If you are in doubt that the ImageNet stats are a good fit for your data, I would re-calculate them on my dataset.
Thanks. I may know how to calculate the mean of my dataset, however, I do not know how to get the std of my dataset in pytorch effectively.
Can you provide me with your code to calculate the mean and std of ImageNet?I will appreciate very much!
Thanks very much!
Hi @ptrblck , the code snippet you provided calculate the standard deviation by averaging samples of the sd from mini batches. While very close to the true sd, it’s not calculated exactly.
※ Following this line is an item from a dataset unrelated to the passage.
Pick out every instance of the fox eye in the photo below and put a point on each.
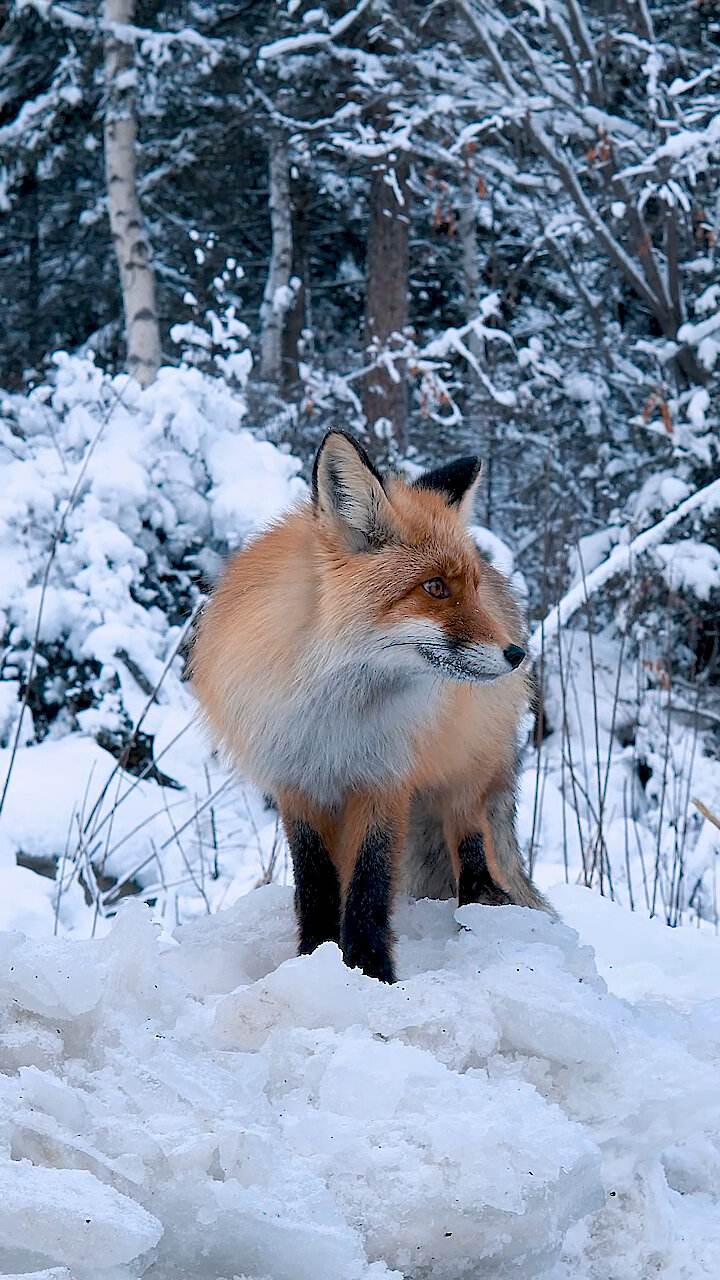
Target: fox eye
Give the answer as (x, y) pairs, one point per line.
(437, 588)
I wonder if the following would be better, albeit slower than your solution:
import torch
from torch.utils.data import DataLoader
from torch.utils.data.dataset import Dataset
class MyDataset(Dataset):
def __init__(self):
self.data = torch.randn(1000, 3, 24, 24)
def __getitem__(self, index):
x = self.data[index]
return x
def __len__(self):
return len(self.data)
def online_mean_and_sd(loader):
"""Compute the mean and sd in an online fashion
Var[x] = E[X^2] - E^2[X]
"""
cnt = 0
fst_moment = torch.empty(3)
snd_moment = torch.empty(3)
for data in loader:
b, c, h, w = data.shape
nb_pixels = b * h * w
sum_ = torch.sum(data, dim=[0, 2, 3])
sum_of_square = torch.sum(data ** 2, dim=[0, 2, 3])
fst_moment = (cnt * fst_moment + sum_) / (cnt + nb_pixels)
snd_moment = (cnt * snd_moment + sum_of_square) / (cnt + nb_pixels)
cnt += nb_pixels
return fst_moment, torch.sqrt(snd_moment - fst_moment ** 2)
dataset = MyDataset()
loader = DataLoader(
dataset,
batch_size=1,
num_workers=1,
shuffle=False
)
mean, std = online_mean_and_sd(loader)
Correct. I’ve tested on CIFAR10 and the mean of pixel stds is [51.6, 50.8, 51.2] while the pixel std is [63.0, 62.1, 66.7], which is quite different.
The code below lacks optimization but gives the correct std:
pixel_mean = np.zeros(3)
pixel_std = np.zeros(3)
k = 1
for image, _ in tqdm(dataset, "Computing mean/std", len(dataset), unit="samples"):
image = np.array(image)
pixels = image.reshape((-1, image.shape[2]))
for pixel in pixels:
diff = pixel - pixel_mean
pixel_mean += diff / k
pixel_std += diff * (pixel - pixel_mean)
k += 1
pixel_std = np.sqrt(pixel_std / (k - 2))
print(pixel_mean)
print(pixel_std)
Computation of std is wrong! std dev of dataset is NOT equal to avg of std dev of batches. Authors needs to edit their answers with “Do not use this!” warning.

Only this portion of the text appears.